De quebra, vou pedir também pra evitar que navios suspeitos se aproximem da ilha. Já chega de navio de comércio de escravos como aquele de antes.

Depois que o Kōsaka-san saiu, conferi os relatórios empilhados na mesa. Preciso conferir a voz do povo da cidade e os casos importantes.

Sobre a situação mundial, ou informação desse tipo, recebo quase tudo por e-mail da Mestra da Guilda, Relisha-san.

— Se fosse no mundo original, resolveria com notícia da internet, hein.

Mesmo assim, recebo várias informações por e-mail dos reis de cada país. Do Imperador de Regulus, anúncio do noivado da segunda princesa com o Rei de Felsen; do Rei de Belfast, que o Príncipe Yamato começou a andar de pé — com foto anexada, aliás.

Por causa desse tipo de relação, os países da Aliança Leste-Oeste quase não têm conflito entre si. Cada um busca ponto de acordo, e, quando não decidem, às vezes o assunto vem parar comigo.

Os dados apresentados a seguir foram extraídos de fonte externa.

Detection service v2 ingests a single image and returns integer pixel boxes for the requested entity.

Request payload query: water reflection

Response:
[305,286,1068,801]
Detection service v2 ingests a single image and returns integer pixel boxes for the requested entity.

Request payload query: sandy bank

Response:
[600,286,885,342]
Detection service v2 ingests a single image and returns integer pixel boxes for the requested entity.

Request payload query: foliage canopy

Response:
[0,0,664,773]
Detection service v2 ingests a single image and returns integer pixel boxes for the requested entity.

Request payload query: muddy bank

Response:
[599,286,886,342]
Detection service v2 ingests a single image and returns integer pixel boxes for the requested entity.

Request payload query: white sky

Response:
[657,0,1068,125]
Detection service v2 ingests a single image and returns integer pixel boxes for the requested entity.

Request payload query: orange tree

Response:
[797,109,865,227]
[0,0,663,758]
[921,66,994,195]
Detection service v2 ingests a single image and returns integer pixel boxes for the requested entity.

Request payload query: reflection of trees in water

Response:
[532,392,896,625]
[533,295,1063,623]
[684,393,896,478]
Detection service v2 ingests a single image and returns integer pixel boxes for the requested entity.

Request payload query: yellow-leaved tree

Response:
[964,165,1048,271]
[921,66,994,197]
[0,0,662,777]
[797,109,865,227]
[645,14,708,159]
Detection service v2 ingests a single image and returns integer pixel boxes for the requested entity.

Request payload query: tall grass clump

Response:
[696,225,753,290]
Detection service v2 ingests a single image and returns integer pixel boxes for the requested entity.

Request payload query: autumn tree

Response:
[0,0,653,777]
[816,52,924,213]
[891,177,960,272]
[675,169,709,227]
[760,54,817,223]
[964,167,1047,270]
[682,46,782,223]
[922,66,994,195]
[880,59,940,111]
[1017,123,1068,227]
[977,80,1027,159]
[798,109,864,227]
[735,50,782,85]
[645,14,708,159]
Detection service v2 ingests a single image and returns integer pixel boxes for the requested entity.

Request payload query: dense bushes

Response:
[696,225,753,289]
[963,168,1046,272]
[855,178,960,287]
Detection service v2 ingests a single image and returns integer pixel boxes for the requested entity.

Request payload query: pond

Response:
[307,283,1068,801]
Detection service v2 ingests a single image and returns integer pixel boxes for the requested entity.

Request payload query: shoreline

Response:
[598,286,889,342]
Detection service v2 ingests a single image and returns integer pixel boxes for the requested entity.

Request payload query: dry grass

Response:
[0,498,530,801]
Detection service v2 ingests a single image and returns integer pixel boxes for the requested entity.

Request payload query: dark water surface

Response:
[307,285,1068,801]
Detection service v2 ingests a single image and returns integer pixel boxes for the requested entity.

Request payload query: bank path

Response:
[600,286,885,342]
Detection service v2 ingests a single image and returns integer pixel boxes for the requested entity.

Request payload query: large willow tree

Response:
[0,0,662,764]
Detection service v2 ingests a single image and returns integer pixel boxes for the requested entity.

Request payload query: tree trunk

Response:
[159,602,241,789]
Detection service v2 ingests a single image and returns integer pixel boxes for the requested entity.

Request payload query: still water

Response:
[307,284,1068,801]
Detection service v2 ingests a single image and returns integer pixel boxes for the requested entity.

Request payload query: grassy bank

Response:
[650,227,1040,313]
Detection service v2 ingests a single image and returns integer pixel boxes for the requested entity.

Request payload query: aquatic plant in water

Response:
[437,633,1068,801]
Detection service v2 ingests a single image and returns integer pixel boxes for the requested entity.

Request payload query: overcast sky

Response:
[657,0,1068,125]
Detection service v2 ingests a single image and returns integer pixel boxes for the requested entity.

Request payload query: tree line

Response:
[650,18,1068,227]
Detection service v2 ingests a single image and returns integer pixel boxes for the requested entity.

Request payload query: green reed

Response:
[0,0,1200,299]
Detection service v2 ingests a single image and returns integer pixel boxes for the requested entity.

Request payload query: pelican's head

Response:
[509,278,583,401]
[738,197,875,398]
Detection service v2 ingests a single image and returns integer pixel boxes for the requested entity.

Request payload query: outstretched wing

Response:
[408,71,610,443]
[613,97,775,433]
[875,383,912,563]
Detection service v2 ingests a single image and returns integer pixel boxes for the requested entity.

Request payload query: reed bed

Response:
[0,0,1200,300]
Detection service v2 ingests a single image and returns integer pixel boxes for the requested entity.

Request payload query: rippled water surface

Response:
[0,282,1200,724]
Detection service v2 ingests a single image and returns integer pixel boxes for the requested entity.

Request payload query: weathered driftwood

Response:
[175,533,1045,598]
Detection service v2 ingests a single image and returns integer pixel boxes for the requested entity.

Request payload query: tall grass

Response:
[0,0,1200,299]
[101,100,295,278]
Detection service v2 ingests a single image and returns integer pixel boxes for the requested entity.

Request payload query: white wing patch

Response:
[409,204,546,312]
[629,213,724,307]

Hoje em dia, Belfast e Mismede têm intercâmbio mais profundo que antes, e a relação entre Regulus e Lodmea também melhorou. A Teocracia de Ramish parou de se fechar, e Riinie começou a estabelecer relação amistosa com o Reino de Paruhu ao norte. Que bom.

Pensando nisso, fui lendo os relatórios, e tinha bastante relato de Phrase surgindo em cada país. Como quase todo aparecimento foi de espécie inferior, parece que foram derrotados por aventureiros de rank vermelho ou superior.

Quando derrotamos Phrase pela primeira vez, se não me engano, o rank da Guilda era… ué? Espera aí…

Chamei do arquivo de fotos do smartphone a foto tirada na primeira vez que encontrei Phrase, e projetei no ar. A ruína já foi destruída e o objeto original não existe mais, mas eram pictogramas que pareciam desenhados há 1000 anos.

Naquela época, não consegui decifrar, mas, agora, será que consigo decifrar com [Reading] ou algo assim? Pra isso, preciso identificar o tipo desse pictograma, mas será que a Fam sabe. Sendo a gerente da "Biblioteca", talvez ela consiga identificar.

Só que, se for uma escrita que não existia há 5000 anos, talvez não dê pra identificar. Também dizem que não era a escrita usada em Belfast há 1000 anos, então talvez quem construiu aquela ruína nem fosse gente de Belfast de 1000 anos atrás.

Se for assim, quem, e com que propósito… E também, aquele Phrase selado junto é estranho.

Ugh, comecei a pensar nisso e já fiquei curioso demais.

Decidi ir procurar a Fam na biblioteca do castelo.